Now teachers from Australia, New Zealand and South Africa have discovered one more: it offers the quickest route into English schools.

No tedious detour north of the border is actually required for those visitors who take a shine to the bright lights of London but need to earn a crust. All they have to do is to register with the Scottish General Teaching Council.

That confers the automatic right to teach in England.

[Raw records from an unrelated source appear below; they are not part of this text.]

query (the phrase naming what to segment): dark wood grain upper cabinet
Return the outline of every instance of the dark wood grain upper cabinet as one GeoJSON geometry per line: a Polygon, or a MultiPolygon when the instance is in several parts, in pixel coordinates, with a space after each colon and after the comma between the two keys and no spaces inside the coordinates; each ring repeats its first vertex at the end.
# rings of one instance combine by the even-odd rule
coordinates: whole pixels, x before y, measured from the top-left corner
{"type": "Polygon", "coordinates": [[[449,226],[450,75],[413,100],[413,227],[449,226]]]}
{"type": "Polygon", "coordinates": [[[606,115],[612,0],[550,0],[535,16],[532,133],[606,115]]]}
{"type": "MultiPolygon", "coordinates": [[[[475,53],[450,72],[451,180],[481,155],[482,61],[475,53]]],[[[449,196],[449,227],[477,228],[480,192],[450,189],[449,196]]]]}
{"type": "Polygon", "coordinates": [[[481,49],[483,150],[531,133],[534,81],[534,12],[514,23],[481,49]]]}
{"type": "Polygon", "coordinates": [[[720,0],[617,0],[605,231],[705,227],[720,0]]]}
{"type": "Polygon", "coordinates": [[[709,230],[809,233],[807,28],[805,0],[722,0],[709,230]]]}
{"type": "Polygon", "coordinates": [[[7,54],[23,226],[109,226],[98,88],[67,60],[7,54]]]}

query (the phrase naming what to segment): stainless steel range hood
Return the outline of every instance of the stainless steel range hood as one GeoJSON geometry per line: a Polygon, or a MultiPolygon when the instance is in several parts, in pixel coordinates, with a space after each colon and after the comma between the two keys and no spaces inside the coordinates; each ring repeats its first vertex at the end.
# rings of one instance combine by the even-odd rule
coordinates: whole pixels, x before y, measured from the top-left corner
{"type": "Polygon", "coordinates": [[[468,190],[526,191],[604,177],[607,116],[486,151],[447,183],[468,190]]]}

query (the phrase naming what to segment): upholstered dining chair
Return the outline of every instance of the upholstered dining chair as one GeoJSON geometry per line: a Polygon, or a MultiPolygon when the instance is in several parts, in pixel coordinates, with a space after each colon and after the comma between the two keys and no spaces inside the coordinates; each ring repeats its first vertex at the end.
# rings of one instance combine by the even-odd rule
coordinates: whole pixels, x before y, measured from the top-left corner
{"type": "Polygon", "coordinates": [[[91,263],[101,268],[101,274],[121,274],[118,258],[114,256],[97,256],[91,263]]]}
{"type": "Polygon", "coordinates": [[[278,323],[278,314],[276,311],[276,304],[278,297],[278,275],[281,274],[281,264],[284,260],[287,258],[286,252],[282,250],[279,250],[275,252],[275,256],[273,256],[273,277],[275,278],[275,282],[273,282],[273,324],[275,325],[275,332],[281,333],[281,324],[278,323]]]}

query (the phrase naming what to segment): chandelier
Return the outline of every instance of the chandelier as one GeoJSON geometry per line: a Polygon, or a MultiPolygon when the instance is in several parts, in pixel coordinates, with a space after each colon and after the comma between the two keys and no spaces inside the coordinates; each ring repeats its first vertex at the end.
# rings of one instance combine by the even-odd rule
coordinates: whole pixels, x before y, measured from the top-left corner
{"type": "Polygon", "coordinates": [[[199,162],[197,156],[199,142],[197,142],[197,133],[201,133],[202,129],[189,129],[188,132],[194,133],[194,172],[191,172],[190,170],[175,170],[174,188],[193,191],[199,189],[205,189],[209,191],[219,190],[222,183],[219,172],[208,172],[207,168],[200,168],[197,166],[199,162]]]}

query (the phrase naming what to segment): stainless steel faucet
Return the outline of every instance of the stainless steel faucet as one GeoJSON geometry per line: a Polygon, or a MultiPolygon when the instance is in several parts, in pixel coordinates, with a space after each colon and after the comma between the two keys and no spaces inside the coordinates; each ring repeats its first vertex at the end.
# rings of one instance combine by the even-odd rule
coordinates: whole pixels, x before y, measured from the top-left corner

Otherwise, teachers from outside the European Union must gain qualified teacher status via the Teacher Training Agency's graduate teacher programme - despite the demand from heads in hard-to-recruit city schools.

The dodge has left the Scottish GTC feeling used and abused, and fuming over "fraudulent or at least cynical" applications.

"We welcome enquiries from people who genuinely wish to teach in Scotland," says its exceptional admissions secretary, Ian Clark. "But we're anxious to avoid cynical applications from people who move to London, apply to register here but have no intention whatsoever of setting foot on Scottish soil."

Around 230 Australians are expected to register in Scotland this year, compared to little more than 100 in 1997. New Zealand applications look set to top 100 for the first time, and South Africans to hit 150 - triple last year's number.

Mr Clark would like to see them sign a declaration of intent to work in Scotland. Unfortunately the GTC's lawyers have ruled that out, saying say the council must accept anyone whose qualifications meet Scottish requirements.